Listen to this guy. I work in the industry, too, for a regional ISP in a very rural area, and I have a couple of things to add.
To begin with, I know it hurts to hear this, but sometimes reality bites: the residential ISP business model is BASED on oversubscription. Period. Anybody else who tells you otherwise is lying or doesn't know what they are talking about. When an ISP sells a residential or SMB customer a 3Mbit/s down asynchronous connection at under $100/mo, it's guaranteed they don't have the bandwidth to back this up for you and everybody else they have sold a connection to. All of the usage models for scaling up bandwidth are based on bursty usage by their customers.

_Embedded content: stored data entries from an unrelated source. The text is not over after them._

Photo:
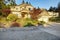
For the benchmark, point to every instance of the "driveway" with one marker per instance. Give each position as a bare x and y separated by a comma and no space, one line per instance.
31,33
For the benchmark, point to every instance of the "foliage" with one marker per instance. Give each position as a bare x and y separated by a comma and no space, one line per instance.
42,22
15,24
55,19
12,17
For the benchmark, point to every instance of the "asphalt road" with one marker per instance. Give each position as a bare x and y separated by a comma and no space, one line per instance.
51,32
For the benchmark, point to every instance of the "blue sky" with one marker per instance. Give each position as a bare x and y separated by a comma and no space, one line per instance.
41,3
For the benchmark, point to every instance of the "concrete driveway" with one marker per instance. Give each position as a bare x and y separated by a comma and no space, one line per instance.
52,32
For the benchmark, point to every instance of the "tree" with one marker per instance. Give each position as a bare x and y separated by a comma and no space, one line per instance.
12,17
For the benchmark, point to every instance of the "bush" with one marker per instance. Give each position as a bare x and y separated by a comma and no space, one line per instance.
12,17
15,24
55,19
42,22
28,25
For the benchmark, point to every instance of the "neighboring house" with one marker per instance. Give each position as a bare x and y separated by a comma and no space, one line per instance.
21,10
43,16
53,14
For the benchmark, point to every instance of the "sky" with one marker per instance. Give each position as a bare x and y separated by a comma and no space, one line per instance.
41,3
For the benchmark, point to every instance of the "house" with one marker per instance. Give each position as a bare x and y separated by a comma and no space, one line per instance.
21,10
44,16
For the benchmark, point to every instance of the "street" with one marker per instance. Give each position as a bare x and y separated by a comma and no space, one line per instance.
52,32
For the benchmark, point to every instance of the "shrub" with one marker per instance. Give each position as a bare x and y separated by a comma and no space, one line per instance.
42,22
15,24
12,17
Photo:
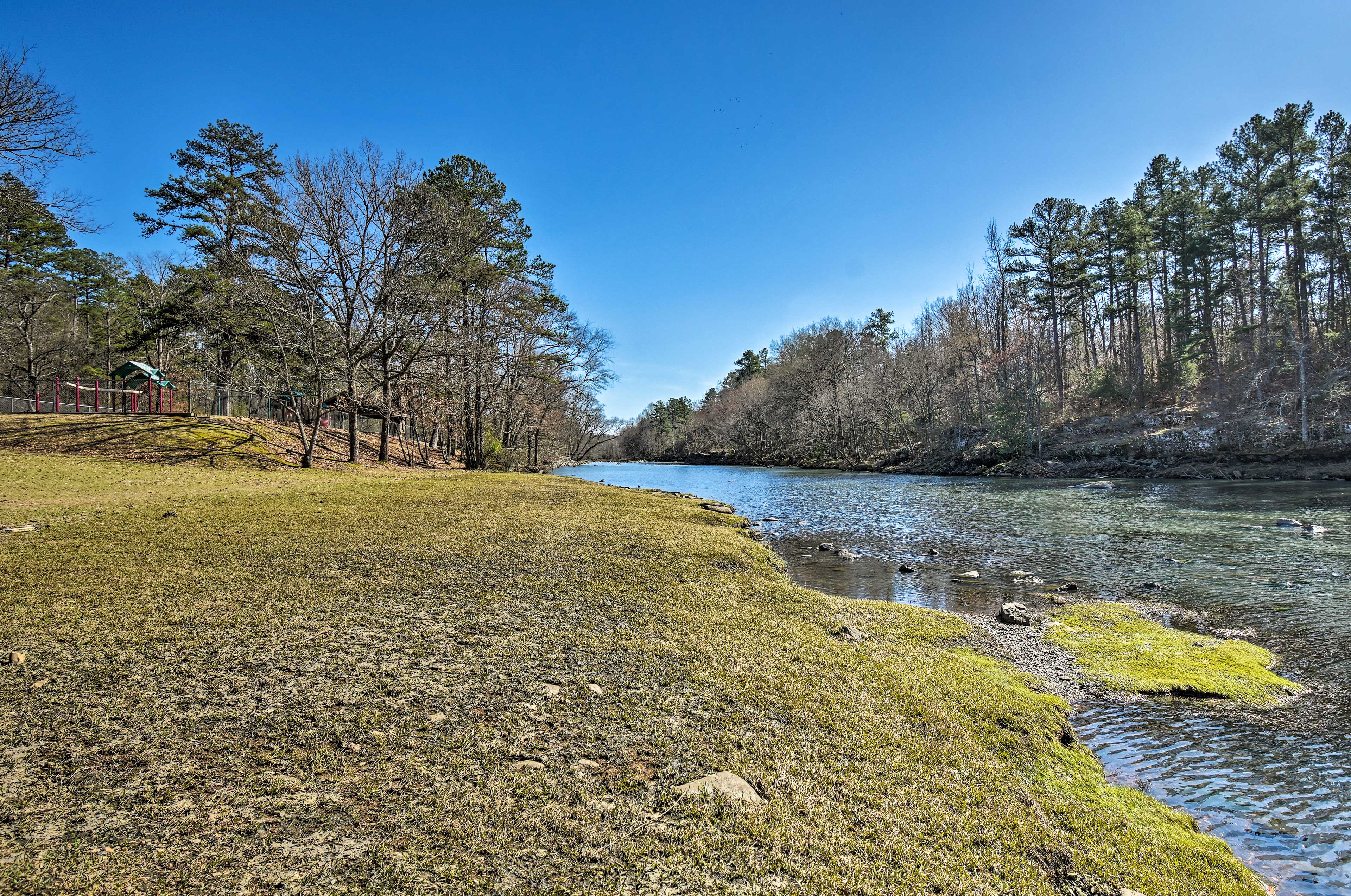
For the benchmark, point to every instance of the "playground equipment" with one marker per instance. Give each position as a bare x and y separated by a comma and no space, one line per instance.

They simply cannot afford to have every single customer of theirs pulling down their 3 megs all simultaneously, 24 hours a day, 7 days a week. Thus all of the "up to" language that was surely a part of your "contracted" rate.
But thanks to recent inventions such as Bittorrent and Netflix, certain customers *are* constantly filling their pipe 24/7. And people wonder why ISPs are in such a hurry to institute pay-per-use models...I mean, what other industry that resells scarce, shared-resource services sells it to you at flat-rate all-you-can-eat pricing? Electricity? Water? Telephone? Fuel? None of those.
Now, it absolutely could be argued that if you are seeing 100-200kbit/s down at certain times of the day, they aren't keeping up their end of the bargain because they haven't scaled up their upstream bandwidth to cope with increased demand (especially if they are continuing to install new customers). A successful last-mile ISP will be watching their usage, constantly running the numbers, and making sure that they still have enough capacity to meet demand at any given time. Of course, this is all still done within the assumption of "bursty" usage models, so if they have 10 customers each provisioned at 3Mbit/s down, their models are not going to suggest to them that they need to have 30Mbit/s of total capacity available. So if all of those customers are filling their connections 24/7, then that creates a problem.
And the problem is a real economic problem. The previous poster was correct in saying that the ISP is not making money off of you hand-over-fist. If they are strictly an ISP, I guarantee you they are barely squeaking by. (If they are a regulated incumbent telco with an ISP side-business, like a Verizon or Frontier or CenturyLink, that's another whole story...) ESPECIALLY if they are a rural ISP. Verizon/Frontier sells, what, 3Mbit/s DSL for around $30/mo to residential users? That's great. I *guarantee* you that IF we are talking about a rural ISP, they are LUCKY if they are paying a rate of $30-per-MEG-per-month to their upstream. That would be CHEAP. And you expect them to turn around and sell you a 3 MEG all-you-can-eat circuit for $30/mo? That would mean you are paying them 1/3rd of what that kind of bandwidth actually costs them to get for you. That's called a money-losing proposition.
So, to the OP: by all means, complain to your ISP. For all we know, your problems are not related to constrained throughput as a result of peak usage, and are instead being caused by a physical problem with your circuit. But keep in mind that there's a reason that to this day, getting a connection with an actual contracted SLA is not cheap. There's a reason why you can still find yourself paying $300-500/mo or more to a telco for a T1 (~1.5Mbit/s synchronous) circuit where that throughput is guaranteed. If you actually need 3 megs down guaranteed to you 24/7, then you're going to have to pay dearly for it.
The problem is that nobody is willing to pay what it actually costs.